Wird einer der Atomkraftwerksbetreiber diese Methode anwenden?

Keiner wird das anwenden, weil die Bundesregierung das Ziel einer „grünen Wiese“ verfolgt. Der Rückbau bis auf die Grundfundamente ist mittlerweile gesetzlich vorgeschrieben.

Die festgelegten Dosisgrenzwerte oder Schwellenwerte für eine Strahlenexposition gelten keineswegs als „unbedenklich“. Was muss für einen besseren und wirksamen Strahlenschutz geschehen?

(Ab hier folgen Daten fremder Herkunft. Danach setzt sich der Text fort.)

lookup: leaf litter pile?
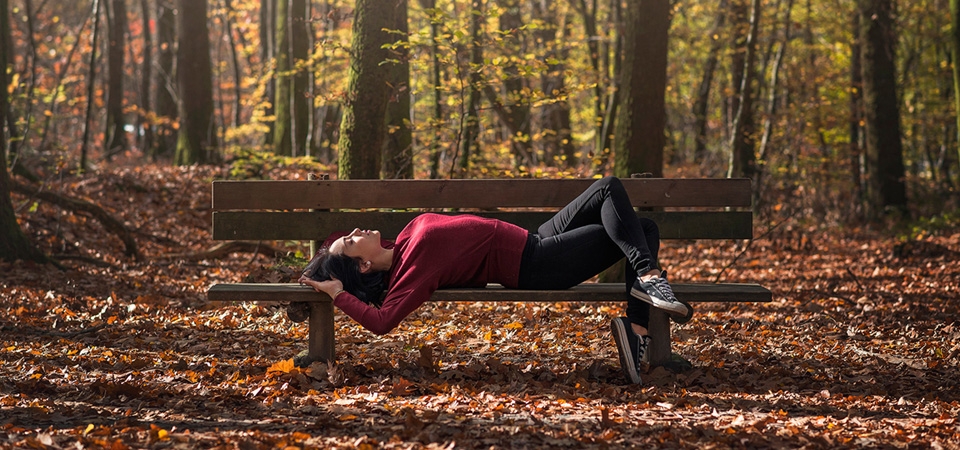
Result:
[0,167,960,449]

Nach dem Stand der strahlenepidemiologischen Forschung ist die Senkung der Dosisgrenzwerte unbedingt nötig. Bisher gelten veraltete Rechenmodelle und fehlerhafte Abschätzungen, was insgesamt zu einer Unterschätzung des Strahlenrisikos für uns Menschen geführt hat. Zudem muss das Minimierungsprinzip tatsächlich angewandt werden. Das heißt, wenn es technisch möglich ist, muss Strahlung vermieden werden, auch unterhalb der geltenden Grenzwerte. Das aktuell geltende wissenschaftliche Modell der Strahleneinwirkung besagt nämlich, dass es keine Schwelle gibt, unterhalb derer keine gesundheitliche Auswirkung besteht. Wir können auch unterhalb von Grenzwerten die Gefährdung der Bevölkerung nicht ausschließen.

Ist es denn technisch möglich?

Das kommt auf die Sichtweise an. Wenn wir über technische Alternativen verfügen, zum Beispiel ein anderes Rückbaukonzept, das die Strahlung minimiert, weil es die Rückbauarbeiten auf Weniges, Wichtiges begrenzt, haben wir schon eine Minimierungsmöglichkeit. Man muss es nur politisch umsetzen wollen.

Würden die Langzeitfolgen eines GAUs objektiv betrachtet, das Leiden der Bevölkerung tatsächlich dokumentiert und wahrgenommen, und auch die zusätzlichen finanziellen Auswirkungen berücksichtigt, jeder Weiterbetrieb, jeder AKW-Neubau würde sich sofort verbieten.
Jörg Schmid, IPPNW

Im Fall einer Havarie sind die Folgen für Gesundheit und Umwelt noch gravierender. Neben einer erhöhten Anzahl von Krebserkrankungen ist auch das gesamte Ökosystem in verstrahlten Gebieten für lange Zeit geschädigt. Was fordern Sie, damit dies in Zukunft nicht mehr passiert?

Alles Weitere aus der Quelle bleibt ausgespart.